Accused was detained by police in front of his residence for investigation of trespass and liquor-related provincial offences. Altercation ensued in which accused shoved and kicked officers and ran into residence. Police arrested accused and subsequent search of his backpack revealed handgun. At trial, accused alleged numerous infringements of his Charter rights and brought application to exclude from evidence handgun and for stay of proceedings. Trial judge dismissed application. Among other things, trial judge found that accused had been lawfully detained for brief investigation for offences under Trespass to Property Act (Ont.), and Liquor Licence Act (Ont.). Accused was convicted of various firearms and weapons offences and of assaulting police. Trial judge had found police had grounds to detain accused based upon manner in which accused had turned to first available doorway and urgently tried to gain entry by turning door handle and knocking, accused did not have key to unit that he was trying to enter, accused was carrying partially consumed bottle of liquor, smelled of alcohol, and had blood shot eyes such that it could be inferred that he had been drinking in courtyard, accused’s very nervous demeanour, including trembling hand when he produced his health card and his manner of standing with his backpack up against wall, and complaint from property manager that there were trespassers in courtyard area, particularly during evenings after 8:00 p.m., and that someone appeared to be letting them in. Accused appealed his convictions. Appeal dismissed. Actions noted may have been lawful and each of facts, if considered in isolation, may have been insufficient.

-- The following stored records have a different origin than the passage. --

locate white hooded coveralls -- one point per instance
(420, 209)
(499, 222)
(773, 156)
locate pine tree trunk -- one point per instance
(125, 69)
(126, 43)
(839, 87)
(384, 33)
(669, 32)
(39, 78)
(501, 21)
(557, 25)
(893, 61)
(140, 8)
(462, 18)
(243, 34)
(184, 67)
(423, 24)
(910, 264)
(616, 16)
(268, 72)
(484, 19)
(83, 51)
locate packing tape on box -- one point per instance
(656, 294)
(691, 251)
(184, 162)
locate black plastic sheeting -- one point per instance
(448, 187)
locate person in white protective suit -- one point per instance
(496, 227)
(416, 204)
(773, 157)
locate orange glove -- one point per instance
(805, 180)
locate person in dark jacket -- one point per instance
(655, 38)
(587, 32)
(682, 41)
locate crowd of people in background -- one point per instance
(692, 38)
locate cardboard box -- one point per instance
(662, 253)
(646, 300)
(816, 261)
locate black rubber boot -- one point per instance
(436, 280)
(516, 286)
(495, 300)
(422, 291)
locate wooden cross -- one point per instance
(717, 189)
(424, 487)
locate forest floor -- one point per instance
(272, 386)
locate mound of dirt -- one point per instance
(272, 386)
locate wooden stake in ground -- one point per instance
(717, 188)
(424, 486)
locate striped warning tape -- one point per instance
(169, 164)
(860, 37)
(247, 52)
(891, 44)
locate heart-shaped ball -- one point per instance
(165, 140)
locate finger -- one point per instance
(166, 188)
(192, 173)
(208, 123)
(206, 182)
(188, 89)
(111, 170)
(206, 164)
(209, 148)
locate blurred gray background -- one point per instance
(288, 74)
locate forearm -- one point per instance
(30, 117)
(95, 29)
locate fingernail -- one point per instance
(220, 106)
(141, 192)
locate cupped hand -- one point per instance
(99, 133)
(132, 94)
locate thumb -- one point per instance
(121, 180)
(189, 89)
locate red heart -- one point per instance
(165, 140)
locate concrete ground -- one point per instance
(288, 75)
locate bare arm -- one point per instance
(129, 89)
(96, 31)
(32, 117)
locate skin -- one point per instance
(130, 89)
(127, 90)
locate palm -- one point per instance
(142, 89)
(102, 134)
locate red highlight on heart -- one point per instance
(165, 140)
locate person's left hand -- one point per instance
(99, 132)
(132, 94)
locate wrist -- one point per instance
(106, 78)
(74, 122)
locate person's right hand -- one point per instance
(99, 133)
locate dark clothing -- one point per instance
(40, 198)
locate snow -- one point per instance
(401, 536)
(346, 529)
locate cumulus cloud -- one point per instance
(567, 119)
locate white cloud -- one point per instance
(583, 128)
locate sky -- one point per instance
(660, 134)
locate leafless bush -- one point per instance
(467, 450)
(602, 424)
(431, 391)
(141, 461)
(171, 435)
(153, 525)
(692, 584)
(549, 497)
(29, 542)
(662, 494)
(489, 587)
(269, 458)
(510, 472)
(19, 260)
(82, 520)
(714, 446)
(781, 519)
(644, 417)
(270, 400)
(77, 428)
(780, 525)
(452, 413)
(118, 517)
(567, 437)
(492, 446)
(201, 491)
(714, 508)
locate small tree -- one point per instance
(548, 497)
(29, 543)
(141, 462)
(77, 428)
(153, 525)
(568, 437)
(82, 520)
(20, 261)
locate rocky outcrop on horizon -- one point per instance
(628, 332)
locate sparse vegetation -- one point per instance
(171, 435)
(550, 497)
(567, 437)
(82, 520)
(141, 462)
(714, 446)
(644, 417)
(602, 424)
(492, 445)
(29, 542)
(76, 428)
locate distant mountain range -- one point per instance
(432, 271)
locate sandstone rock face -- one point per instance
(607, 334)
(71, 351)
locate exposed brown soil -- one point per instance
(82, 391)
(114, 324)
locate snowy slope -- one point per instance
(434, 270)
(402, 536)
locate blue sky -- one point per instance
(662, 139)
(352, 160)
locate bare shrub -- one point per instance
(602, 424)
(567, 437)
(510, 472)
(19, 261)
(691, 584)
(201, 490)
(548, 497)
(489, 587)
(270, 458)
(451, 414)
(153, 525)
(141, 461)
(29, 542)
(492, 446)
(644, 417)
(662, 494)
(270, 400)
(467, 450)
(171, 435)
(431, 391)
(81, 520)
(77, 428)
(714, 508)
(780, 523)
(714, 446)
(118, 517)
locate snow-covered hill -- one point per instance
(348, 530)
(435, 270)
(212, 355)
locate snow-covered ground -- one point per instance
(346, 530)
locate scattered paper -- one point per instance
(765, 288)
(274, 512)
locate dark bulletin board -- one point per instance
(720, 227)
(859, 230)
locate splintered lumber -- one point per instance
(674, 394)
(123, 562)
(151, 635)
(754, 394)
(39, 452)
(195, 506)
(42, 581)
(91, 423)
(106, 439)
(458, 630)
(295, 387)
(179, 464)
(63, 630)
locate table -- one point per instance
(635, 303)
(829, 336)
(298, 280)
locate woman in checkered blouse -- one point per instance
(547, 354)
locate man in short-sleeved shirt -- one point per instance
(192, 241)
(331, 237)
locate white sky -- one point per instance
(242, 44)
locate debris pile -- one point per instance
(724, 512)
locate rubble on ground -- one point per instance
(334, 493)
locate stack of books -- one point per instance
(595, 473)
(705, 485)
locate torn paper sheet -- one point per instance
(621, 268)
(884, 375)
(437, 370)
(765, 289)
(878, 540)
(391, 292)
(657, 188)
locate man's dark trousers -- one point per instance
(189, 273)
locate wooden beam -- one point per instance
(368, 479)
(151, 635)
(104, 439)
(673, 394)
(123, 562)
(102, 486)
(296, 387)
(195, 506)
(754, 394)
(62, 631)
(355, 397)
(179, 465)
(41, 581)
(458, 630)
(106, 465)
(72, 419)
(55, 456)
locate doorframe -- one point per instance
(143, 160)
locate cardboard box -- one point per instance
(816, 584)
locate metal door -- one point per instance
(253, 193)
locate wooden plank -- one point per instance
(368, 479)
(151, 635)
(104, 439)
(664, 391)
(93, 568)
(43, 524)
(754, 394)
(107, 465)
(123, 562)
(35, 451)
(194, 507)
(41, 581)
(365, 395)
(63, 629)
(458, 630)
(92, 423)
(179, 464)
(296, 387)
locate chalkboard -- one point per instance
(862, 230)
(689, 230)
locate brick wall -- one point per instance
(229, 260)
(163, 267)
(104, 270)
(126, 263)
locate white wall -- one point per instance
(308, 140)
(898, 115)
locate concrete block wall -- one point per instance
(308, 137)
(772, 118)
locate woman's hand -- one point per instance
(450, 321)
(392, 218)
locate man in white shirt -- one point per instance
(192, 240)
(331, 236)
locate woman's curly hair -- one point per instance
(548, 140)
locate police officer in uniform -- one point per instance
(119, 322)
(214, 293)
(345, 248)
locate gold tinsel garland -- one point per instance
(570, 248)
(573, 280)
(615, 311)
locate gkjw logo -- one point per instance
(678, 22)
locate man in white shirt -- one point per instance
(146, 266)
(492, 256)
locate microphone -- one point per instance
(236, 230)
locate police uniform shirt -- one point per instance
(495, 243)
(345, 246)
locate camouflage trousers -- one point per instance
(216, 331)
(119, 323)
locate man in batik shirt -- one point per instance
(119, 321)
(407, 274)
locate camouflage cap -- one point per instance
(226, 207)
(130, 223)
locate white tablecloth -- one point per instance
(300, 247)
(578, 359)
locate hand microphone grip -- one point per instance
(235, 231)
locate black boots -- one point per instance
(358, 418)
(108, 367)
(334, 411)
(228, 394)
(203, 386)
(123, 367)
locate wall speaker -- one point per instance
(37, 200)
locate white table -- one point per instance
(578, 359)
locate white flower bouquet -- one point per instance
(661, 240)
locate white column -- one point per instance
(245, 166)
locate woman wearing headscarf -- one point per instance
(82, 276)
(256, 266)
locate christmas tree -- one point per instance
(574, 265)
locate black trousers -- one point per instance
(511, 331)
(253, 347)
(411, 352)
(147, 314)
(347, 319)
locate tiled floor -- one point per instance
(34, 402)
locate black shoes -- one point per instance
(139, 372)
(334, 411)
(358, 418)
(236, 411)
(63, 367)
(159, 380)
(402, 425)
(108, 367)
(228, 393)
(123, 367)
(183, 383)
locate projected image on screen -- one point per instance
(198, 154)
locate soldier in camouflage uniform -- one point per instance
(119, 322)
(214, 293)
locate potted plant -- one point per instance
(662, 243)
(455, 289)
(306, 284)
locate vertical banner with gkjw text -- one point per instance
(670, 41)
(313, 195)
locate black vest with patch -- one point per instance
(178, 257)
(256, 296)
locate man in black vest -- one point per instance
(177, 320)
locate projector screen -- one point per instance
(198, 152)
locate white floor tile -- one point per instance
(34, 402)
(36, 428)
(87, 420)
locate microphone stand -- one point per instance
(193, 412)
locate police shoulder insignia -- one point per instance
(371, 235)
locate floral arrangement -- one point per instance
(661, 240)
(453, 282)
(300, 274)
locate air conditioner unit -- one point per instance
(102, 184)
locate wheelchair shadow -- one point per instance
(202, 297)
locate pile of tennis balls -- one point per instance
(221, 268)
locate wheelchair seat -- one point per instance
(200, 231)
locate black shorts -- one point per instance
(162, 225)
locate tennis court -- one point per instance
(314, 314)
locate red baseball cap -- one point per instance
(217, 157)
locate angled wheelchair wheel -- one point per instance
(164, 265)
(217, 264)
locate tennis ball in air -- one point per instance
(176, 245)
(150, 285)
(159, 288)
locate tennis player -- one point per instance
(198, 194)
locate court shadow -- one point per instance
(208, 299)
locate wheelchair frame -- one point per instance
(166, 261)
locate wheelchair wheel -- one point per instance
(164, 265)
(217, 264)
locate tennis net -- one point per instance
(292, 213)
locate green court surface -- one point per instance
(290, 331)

However, when totality of facts was viewed together, they were capable of grounding reasonable suspicion that accused may be engaged in trespass or liquor-related offences. Reasonable suspicion may be grounded in constellation of factors, even if any one of those factors on its own would not have been sufficient.
R. v. Darteh (Feb. 22, 2016, Ont. C.A., Doherty J.A., E.A. Cronk J.A., and H.S. LaForme J.A., CA C59386) Decision at 112 W.C.B. (2d) 325 was affirmed. 128 W.C.B. (2d) 558.


Sentence appeal

Despite successful appeal for some offences, overall sentence was not affected and remained fit

Police officers executed search warrant on suspected drug operation. Police found accused JM and co-accused in basement bedroom. JM was subject to two prohibition orders since he was convicted of firearms offences. In that bedroom police found loaded handgun near JM. Handgun contained 14 bullets in magazine and one in chamber. Police found marijuana, five working cell phones, three digital scales, accounting list, ammunition and $3,000 in bundled cash. JM was convicted of possession of loaded prohibited firearm, possession of firearm knowing its possession was unauthorized, possession of prohibited device, being high capacity magazine, possession of crime proceeds, possession of marijuana for purpose of trafficking, and breaching two firearm prohibition orders. JM was sentenced to nine and one-half years’ imprisonment, less credit for pre-sentence custody. JM received eight and one-half years for possession of loaded firearm and one additional year for breaches of two prohibition orders. Sentences for other charges were to run concurrently and they did not impact on total sentence. Convictions for possession of crime proceeds and marijuana quashed and acquittals were entered. Accused appealed sentence. Appeal dismissed. Despite successful appeal for crime proceeds and marijuana offences overall sentence was not affected and it remained fit.
R. v. Mullings (Mar. 1, 2016, Ont. C.A., Robert J. Sharpe J.A., M.L. Benotto J.A., and Grant Huscroft J.A., CA C58150) 128 W.C.B. (2d) 538.